Je n’ai per­son­nelle­ment aucune source con­cer­nant les 7 mil­liards cités dans l’ar­ti­cle et qui sous enten­dent une nette décrois­sance de la pop­u­la­tion mon­di­ale puisque nous sommes d’ores et déjà aux alen­tours de 7,1 mil­liards avec un sol­de posi­tif jour­nalier supérieur à 200.000 personnes…


Main­tenant, sur cette ques­tion fon­da­men­tale de la sco­lar­i­sa­tion en Afrique occi­den­tale fran­coph­o­ne*, voici quelques chiffres : — garçons : pri­maire (68%), sec­ondaire (26%) !! — filles : pri­maire (60%), sec­ondaire (18%) !!! *Bénin, Burk­i­na-Faso, Côte d’Ivoire, Mali, Niger, Tchad, Togo, Séné­gal (UNICEF 2010)
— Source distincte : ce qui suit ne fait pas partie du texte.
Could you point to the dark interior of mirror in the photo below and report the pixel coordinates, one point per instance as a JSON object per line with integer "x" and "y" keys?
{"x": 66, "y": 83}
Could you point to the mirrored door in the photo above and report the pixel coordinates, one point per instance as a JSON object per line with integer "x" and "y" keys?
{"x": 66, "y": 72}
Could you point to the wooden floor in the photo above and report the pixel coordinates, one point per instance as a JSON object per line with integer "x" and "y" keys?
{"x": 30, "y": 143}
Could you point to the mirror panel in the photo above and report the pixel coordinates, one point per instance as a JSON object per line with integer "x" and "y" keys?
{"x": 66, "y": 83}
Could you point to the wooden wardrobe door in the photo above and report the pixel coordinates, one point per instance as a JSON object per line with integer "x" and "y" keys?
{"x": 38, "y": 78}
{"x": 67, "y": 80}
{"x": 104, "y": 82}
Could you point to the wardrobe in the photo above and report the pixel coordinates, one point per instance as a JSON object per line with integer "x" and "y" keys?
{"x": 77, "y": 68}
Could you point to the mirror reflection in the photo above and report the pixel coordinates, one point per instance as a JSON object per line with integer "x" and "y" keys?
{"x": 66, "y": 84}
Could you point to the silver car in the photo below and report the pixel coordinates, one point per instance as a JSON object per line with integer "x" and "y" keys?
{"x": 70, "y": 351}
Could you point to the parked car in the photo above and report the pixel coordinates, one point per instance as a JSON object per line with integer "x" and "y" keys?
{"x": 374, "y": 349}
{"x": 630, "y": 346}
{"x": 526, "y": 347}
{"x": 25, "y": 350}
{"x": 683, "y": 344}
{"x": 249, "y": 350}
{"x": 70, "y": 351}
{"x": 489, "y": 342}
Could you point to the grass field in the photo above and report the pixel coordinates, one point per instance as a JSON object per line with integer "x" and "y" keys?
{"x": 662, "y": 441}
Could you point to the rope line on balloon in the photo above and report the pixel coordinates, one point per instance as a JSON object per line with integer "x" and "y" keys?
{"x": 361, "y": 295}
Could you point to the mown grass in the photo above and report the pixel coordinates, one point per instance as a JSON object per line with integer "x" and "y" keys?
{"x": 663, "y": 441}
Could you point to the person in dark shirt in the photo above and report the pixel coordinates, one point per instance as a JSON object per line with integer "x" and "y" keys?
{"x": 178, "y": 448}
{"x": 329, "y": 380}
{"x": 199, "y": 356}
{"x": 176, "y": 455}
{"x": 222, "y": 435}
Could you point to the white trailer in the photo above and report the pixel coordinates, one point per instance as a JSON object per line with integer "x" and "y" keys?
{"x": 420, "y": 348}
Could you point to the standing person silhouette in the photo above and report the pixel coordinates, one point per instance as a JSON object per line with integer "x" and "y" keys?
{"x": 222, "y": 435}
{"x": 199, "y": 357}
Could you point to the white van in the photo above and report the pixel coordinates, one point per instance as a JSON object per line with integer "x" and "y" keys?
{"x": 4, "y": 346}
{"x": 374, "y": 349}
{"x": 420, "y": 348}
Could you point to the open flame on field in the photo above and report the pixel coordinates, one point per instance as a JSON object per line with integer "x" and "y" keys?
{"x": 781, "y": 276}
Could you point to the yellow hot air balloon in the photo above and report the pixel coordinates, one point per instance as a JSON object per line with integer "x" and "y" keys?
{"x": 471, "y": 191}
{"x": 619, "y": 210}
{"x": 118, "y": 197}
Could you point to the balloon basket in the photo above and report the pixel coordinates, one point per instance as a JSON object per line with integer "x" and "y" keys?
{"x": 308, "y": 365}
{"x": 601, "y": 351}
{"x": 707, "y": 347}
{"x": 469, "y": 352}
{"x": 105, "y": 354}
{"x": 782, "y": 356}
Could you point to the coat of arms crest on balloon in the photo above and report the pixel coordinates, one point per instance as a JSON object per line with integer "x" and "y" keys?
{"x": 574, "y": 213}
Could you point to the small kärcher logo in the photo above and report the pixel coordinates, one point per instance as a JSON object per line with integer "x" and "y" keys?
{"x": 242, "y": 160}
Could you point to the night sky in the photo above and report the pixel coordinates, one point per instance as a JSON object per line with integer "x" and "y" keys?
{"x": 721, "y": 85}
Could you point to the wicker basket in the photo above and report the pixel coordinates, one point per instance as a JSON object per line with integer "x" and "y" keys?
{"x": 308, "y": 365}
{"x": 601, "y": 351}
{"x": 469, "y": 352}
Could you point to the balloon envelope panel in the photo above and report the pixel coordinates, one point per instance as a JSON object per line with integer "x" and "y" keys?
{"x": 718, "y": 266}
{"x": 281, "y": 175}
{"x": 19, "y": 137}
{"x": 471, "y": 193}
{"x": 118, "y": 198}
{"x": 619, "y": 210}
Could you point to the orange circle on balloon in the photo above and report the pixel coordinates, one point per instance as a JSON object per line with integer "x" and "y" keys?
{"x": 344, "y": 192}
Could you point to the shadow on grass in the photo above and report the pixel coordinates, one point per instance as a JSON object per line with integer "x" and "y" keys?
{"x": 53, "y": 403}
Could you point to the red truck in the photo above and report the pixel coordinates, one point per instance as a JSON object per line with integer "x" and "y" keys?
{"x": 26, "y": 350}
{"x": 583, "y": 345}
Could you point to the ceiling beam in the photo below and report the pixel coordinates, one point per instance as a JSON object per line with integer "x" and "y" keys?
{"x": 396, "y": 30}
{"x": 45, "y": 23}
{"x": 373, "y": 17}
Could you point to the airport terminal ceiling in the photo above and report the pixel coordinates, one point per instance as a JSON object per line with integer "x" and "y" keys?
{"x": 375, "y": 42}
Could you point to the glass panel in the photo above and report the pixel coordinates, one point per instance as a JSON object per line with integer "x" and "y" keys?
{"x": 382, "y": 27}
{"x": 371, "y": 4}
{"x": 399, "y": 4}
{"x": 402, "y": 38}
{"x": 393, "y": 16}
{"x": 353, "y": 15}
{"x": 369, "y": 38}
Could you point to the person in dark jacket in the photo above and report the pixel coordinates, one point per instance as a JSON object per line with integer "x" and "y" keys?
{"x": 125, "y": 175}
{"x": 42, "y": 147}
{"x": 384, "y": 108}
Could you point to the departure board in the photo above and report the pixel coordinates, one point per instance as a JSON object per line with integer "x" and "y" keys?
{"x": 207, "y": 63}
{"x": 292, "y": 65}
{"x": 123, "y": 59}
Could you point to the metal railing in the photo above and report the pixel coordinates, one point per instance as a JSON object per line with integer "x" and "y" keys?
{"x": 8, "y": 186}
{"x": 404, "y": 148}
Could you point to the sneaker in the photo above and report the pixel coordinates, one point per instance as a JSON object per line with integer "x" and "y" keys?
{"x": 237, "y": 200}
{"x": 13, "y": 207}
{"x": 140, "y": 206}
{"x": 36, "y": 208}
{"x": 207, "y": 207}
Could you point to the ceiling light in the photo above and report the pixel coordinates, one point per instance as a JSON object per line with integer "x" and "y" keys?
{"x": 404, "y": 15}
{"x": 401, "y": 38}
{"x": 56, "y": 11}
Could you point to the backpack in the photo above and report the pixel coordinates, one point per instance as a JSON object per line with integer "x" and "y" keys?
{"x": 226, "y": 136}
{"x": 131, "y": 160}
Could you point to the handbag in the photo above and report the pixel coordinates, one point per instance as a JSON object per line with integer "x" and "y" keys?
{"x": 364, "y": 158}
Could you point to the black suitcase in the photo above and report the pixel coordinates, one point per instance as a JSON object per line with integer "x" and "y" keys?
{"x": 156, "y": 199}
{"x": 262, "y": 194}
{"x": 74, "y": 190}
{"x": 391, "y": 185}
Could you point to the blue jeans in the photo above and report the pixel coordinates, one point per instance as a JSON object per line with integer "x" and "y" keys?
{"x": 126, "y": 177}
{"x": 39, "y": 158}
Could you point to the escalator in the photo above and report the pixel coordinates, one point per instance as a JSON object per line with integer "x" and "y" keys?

Sachant que l’on estime que l’in­struc­tion pri­maire per­met d’éviter la nais­sance de seule­ment 1 enfant par femme et qu’il faut aller jusqu’au bout du sec­ondaire pour que la fécon­dité baisse de façon sig­ni­fica­tive, la tâche est immense. Il con­viendrait donc d’aller au-delà du vœu pieux, si l’on veut sor­tir l’Afrique sub­sa­hari­enne de l’im­passe dans laque­lle elle s’est engagée.